Empowering Young Women Through Education

A recent email from Mathokoza Mathunjwa in Piggs Peak tells us about a determined young woman who had to drop out of school, returned to grade 8 at the age of 21, and went on to be a teacher. Her inspiring story reminds us of how an education empowers Swazi women.
Mathokoza writes, “Typical Swazi men can marry as many women as they can… Women are being abused, they are being used. They have always known that their duty is to bear and look after children and satisfy their husbands sexually. Now that norm has to break.”
“Luckily, The Hampton Piggs Peak Partnership has successfully set one woman free and will continue to set more women free. Her name is Nokuthula Tsela; she’s 32 years old now. She used to go to PCH in 2008 when she was doing grade eight, but she had to drop out because of financial challenges. By the time The Hampton Partnership came for her she was at home, without hope. She was 21 by then.”
“She went back to school again, this time with financial support from Hampton and from there she never looked back. She worked so hard and graduated high school in 2012. She then went to the University of Swaziland in 2014… and graduated in 2018. She is now a teacher at Mater Dorolosa High school in Mbababe”
“Nokuthula said, ‘On behalf of all Hampton sponsored students, I express my sincere gratitude for making Hampton Piggs Peak Partnership possible. It is through this partnership that our lives shaped up for the better. The support has opened new opportunities for the young people of Piggs Peak…. You have shown your kindness by lending a hand in our education and well being. The sponsorship has helped us realize that dreams do come true and that we can be what we want.

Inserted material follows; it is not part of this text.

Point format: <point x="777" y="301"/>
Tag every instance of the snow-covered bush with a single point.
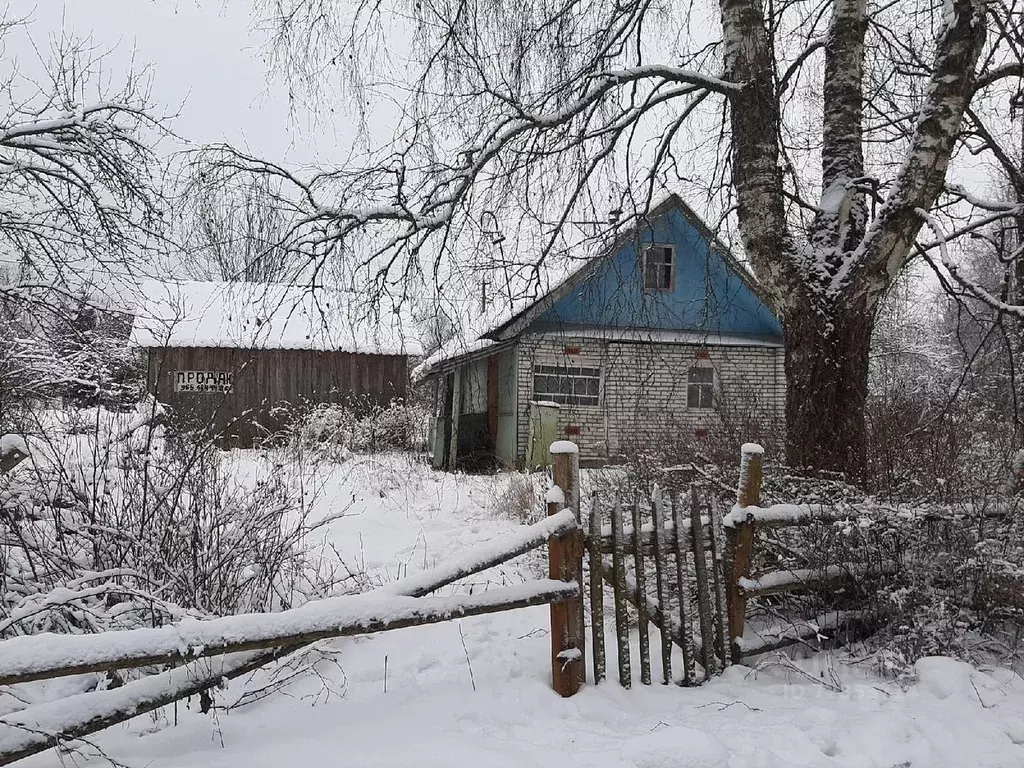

The fact is that you do not expect anything from the students in return for the kind gesture that you have shown to us. Our only duty was to get good grades.”
“Once again thank you so much for your support and generosity. I promise to continue working hard in providing the best education to students and to also give back to others both as a teacher and possibly a sponsor myself. God bless you.’
Mathokoza concludes, “An educated woman cannot stand being cheated on, getting slapped by their husbands… they will stand their ground and fight. For young women, education is power. For all the men in Piggs Peak, this is civilization. I would not be writing this email if it were not for the Hampton Kids. I used to be one of them too. Please do not stop helping.”